Cuentos a pares

francisco Silvera

Zaratalejos

Más que nunca, con la trama parece un lloro el pequeño olivar. Asoma en estos árboles el tener querencia por el terreno; quien castró por último los entristeció y ahora ninguno busca el sol, doblan todos sus ramajes, sus codos huesudos, hacia la tierra. Erumpen y elévanse para caer otra vez dibujando la curva de un hongo. Cuando se seca la flor de la aceituna, corros blanquecinos rodean a los olivos, torcidos como viejas moribundas.

La carretera enhueró la finca, pero algo queda: dos pilastras que nada encierran, que a casi nada dan paso, en una de ellas un azulejo amarillento con letras añiles que gritan al visitante Zarata y debajo Lejos, porque hubo intención entonces de despistar a los zaratanes, porque allí pudo morir tranquila una mujer; una casa ruda, parca, cuatro costerones faltos de cal, dos ventanas rodeando un portón de madera vieja, un tejado sencillo; y un ribazo con un puñado de olivos, tierras cudrías, sin amo.

En invierno, si hace gris estalla en verde una alfombra tupida de tréboles, cerrada y espesa tanto que deja sin día la labor de los hormigueros. El amarillo de las vinagretas salta por entre las hojillas regordidas de este trébol efímero, se mece al albur del viento húmedo que trae la lluvia. Y llueve en Zaratalejos. Como balas descarriadas pasan los coches por la carretera, delante de los pilones de la entrada, dejando un eco de aguas vaporosas, de nube inmediata y silbante. Al atardecer, si para un momento el tráfico, se oye cómo el cielo enorme está lloviendo el tejado, las bóvedas, los recovecos, cómo los árboles lloraderos beben las aguas sucias de vida, cómo las correntías surcan y labran el erial que nadie toca. El aire limpio viaja por entre las cosas.

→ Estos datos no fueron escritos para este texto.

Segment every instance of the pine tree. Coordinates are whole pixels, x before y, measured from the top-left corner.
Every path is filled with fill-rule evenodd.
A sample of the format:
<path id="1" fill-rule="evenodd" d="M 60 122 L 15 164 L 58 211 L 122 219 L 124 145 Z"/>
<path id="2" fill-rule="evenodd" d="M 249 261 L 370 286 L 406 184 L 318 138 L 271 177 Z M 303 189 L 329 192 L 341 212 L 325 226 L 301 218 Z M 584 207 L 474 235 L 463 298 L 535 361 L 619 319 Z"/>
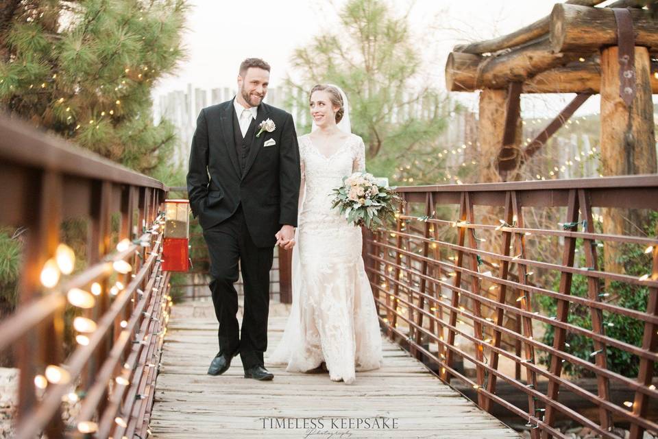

Zaratalejos muere y se renueva sola, ningún hombre pone la mano sobre flor, madera o fruta alguna. Todo cría y cesa libérrimo. Verdeguea la indiferencia, pasta tranquilo el caracol y el galgo transcurre descuidado. El suelo terrea por el hierbal y refocila húmedo a los jilgueros y chamarices. Este año pasan los lúganos, los pájaros tontones; se podrían coger a puñados, empicados como están en los charcos, mixturando cantos ajenos, de verdones que beben en compaña. Es primer verano.

Trona estridente en el estío la chicharra. Entre vaharadas de calor quiébranse un poco los paredones extenuados, desecados. Un cielo olímpico se desploma levantando polvaredas milagrosas a lo largo de los caminos, el sol desangra las tierras. Resisten. Resisten, hasta que finaliza el agosto con una tromba que desenluta cargadales y desahoga torrenteras, brama el agua excesa de espuma, rebelde contra el dominio del sequedal, corre excesiva, con bardomera opuesta a la ceniza muerta de la canícula.

El adobe de los muros lo sorbe todo, así están de gordos. En el otoño tragan los humos del holocausto de los rastrojos lejanos; las hierbas de Zaratalejos, sin embargo, se pudren solas. Cerrada, la casa es una marmita de olores y sabores, el tocón de un alcornoque que se pudre entre corchos noche tras noche, día tras día, bajo la misma luna y los mismos soles. Ni el recuerdo permanece, siquiera, de quienes la habitaron, aquella mujer retirada, la que se fugó de la enfermedad bautizando a la finca. Todo parece evanescerse entre la humareda blanca de los verdores y ramones abrasados. Huele a candelas.

Amanece ya el frío de vuelta. Pasan de largo tractores aferrados con manos abultadas, casi aperos. Se encogen los cuerpos buscando la intimidad caliente, el abrazo propio, la templadez de la vida. Trémulos van al faenar, no puede ser de otra forma. Es tiempo de parras escleróticas, de racimos de uvas carbonosas, muertas entre esqueletos vegetales, pellejos ennegrecidos y adocenados sin vigor que los sustente.

Zaratalejos mira hacia el Sur, desde donde esta tarde soplan los mares. Se apaga el Este, estalla en rojo el crepúsculo. El mínimo olivar sin dueño, las columnas que un día extraviaron a los zaratanes, la casa hermética, las tierras solas y desordenadas, las gentes que ya no miran, todo se esconde en la noche lóbrega que devora los cielos. Mañana, aquí estará otra vez.